Fret : Le bois ne prendra plus le chemin de fer
Alors que les usagers tempêtent, sans succès pour l'instant, contre la suppression d'une quinzaine d'arrêts de train en gare de Souillac, une autre forme de transport s'apprête à disparaître à Souillac. Ces jours-ci, la gare voit en effet passer ses derniers trains chargés de stères de bois. Depuis une dizaine d'années, deux trains de 18 wagons (soit un tonnage annuel de 19 000 tonnes) quittaient Souillac pour Saint-Gaudens où se trouve l'usine de pâte à papier qui constitue le principal client de Jean-Pierre Souletis.
Pour cet exploitant forestier, les quatorze salariés et la trentaine de bûcherons débardeurs qu'il emploie, c'est un coup dur. L'an dernier, l'usine de Saint-Gaudens avait accepté l'augmentation de 100 % des tarifs imposée par la SNCF. Mais cette fois-ci, elle jette l'éponge et préfère avoir désormais recours au transport par la route. « À partir du 1er janvier 2008, la SNCF augmente de nouveau ses prix. Le wagon coûtera 1 440 euros contre 820 jusqu'à présent, s'indigne Jean-Pierre Souletis. Par la route, c'est moitié prix, alors forcément, le groupe papetier a décidé d'arrêter les frais ».
Trafic accru sur les petites routes
Le bois ne sera donc plus acheminé par le fer, mais on le retrouvera sur nos routes… à Sarlat, Calviac, Souillac. Les rotations de semi-remorques vont se multiplier avec les risques que cela comporte pour les chauffeurs des camions, surtout lorsque les frimas arrivent et qu'il faut déjouer les redoutables barrières de dégel, mais aussi pour les automobilistes qui vont être tentés de dépasser les poids-lourds sur des routes qui ne le permettent pas forcément.

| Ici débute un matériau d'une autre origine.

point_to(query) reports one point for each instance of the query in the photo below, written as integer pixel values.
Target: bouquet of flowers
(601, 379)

« Le transport routier va malheureusement aggraver l'encombrement de la route Vézac-Souillac, déjà très fréquentée et particulièrement dangereuse pour ce genre de transport », confirme Jean-Pierre Souletis, tandis qu'il expose son cas au conseiller général André Lestrade. Souillac était la dernière gare bois de Midi-Pyrénées. « Par le passé, j'ai déjà été contraint d'abandonner les expéditions depuis Vézac, Sarlat, Le Buisson et Niversac. Avec Souillac, c'est une page qui se tourne définitivement ».

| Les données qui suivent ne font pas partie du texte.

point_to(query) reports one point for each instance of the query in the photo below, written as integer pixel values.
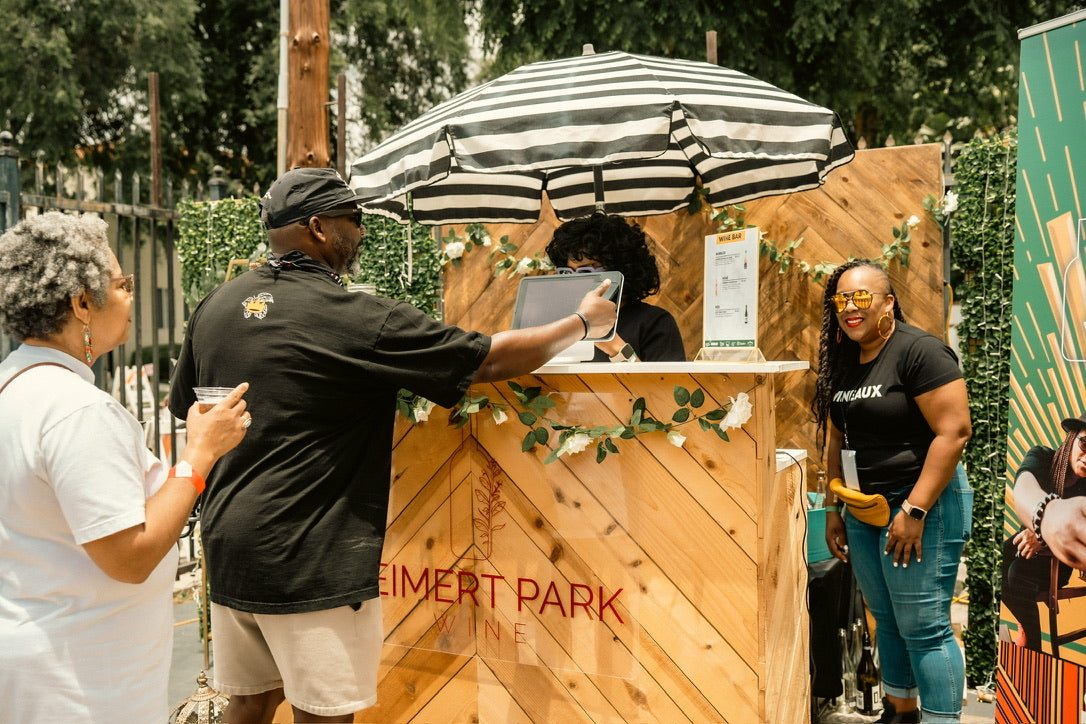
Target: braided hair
(1062, 474)
(838, 355)
(615, 243)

« À l'heure du Grenelle de l'environnement, il est incohérent de permettre que la SNCF augmente les prix d'un tel pourcentage », s'indigne André Lestrade. « En augmentant ses tarifs, la SNCF sait qu'elle va décourager le transport par le rail. Dans quelque temps, elle arguera qu'une petite gare comme Souillac n'a plus assez d'activité pour fonctionner et expliquera qu'il faut la fermer », pronostique Jean-Pierre Souletis en levant les yeux vers les immenses bras mécaniques qui soulèvent pour la dernière fois les stères entassés devant la gare.